Well, you generalize, there are plenty of people who are empathic towards the most vulnerable. Yes, it is absolutely true that there are, I often come across them and I notice it, but today I am in a bad mood so I complain. I would ask a question to the reader who had a similar reflection. Are you the type to say that « people drive poorly » in general? Yet drivers who do not make dangerous maneuvers are not noticed. We notice the one who let us through and even more the one who scared us because he cut us off. You see the parallel? The famous law of 10-10-80. Most people are completely indifferent (80%), some take concrete actions to help people with disabilities (10%) and others publicly display their ignorance as this employee did (10%).

Our individual reflex should always be to help the most vulnerable and not just in appearance to comply with a law, but because it is the right thing to do, quite simply. We are so preoccupied with what we have to do that we do not take the time to live in the present time. My mother-in-law is a school brigadier, she told me that some parents come close to crushing other children with their car by driving theirs to school because they are in such a hurry.

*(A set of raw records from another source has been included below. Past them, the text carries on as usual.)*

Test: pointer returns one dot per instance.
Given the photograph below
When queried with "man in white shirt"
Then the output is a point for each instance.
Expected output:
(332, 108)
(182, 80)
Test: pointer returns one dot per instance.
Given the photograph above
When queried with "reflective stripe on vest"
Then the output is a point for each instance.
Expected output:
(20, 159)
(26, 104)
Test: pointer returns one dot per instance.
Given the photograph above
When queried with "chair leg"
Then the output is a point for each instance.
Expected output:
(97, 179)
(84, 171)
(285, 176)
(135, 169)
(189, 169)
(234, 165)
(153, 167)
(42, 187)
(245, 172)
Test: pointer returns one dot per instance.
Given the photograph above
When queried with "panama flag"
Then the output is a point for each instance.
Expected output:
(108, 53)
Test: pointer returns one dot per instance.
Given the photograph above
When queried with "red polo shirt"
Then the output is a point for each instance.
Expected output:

I find it difficult that it is the norm that 80% of people are indifferent if they are not personally affected. I get it though; I would not be getting angry about this if I did not have multiple sclerosis. It’s just human as a reflex, I imagine. It makes me sad that we are like that, humans. At the same time, there is so much misery and suffering in the world, it would be unimaginable to absorb all this emotion. Perhaps selfishness is a way to preserve one’s happiness. If so, can we blame the entire universe?

Perhaps the feeling of being a prisoner of a society indifferent to ourselves, we create it by wearing dark glasses to see the world. If we choose to wear our pink glasses, we can change our perception and choose to see that a society is simply a group of individuals who are living life and simply trying to be happy.